Joe Biden ist ein Präsident des Übergangs. Das hat er von Anfang an klar gemacht. Aber versöhnende Worte allein werden nicht reichen, um das Land in eine gemeinsame Zukunft zu führen.
Die USA brauchen eine neue Idee von sich selbst. Eine Antwort auf die Frage, wie sie in Zukunft leben wollen? Was ist das eigentlich, dieses "amerikanisch" sein? Welche Rolle sollen Einwanderer spielen?

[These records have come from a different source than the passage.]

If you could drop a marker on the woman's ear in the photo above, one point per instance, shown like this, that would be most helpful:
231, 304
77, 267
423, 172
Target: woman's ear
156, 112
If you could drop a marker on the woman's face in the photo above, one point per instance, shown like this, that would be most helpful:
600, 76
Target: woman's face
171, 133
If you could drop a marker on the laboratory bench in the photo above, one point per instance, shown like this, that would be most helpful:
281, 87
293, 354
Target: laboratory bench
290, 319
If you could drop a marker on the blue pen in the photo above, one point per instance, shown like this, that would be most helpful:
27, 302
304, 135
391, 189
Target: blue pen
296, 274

Und wo ist der Platz der USA auf der Weltbühne? Joe Biden hat auf diese großen Zukunftsfragen keine Antworten und kaum die Kraft eine solche Vision in der nahen Zukunft zu entwickeln. Das ist die Tragik des heutigen Tages, bei aller Erleichterung darüber, dass nun Joe Biden und nicht mehr Donald Trump als Präsident amtiert.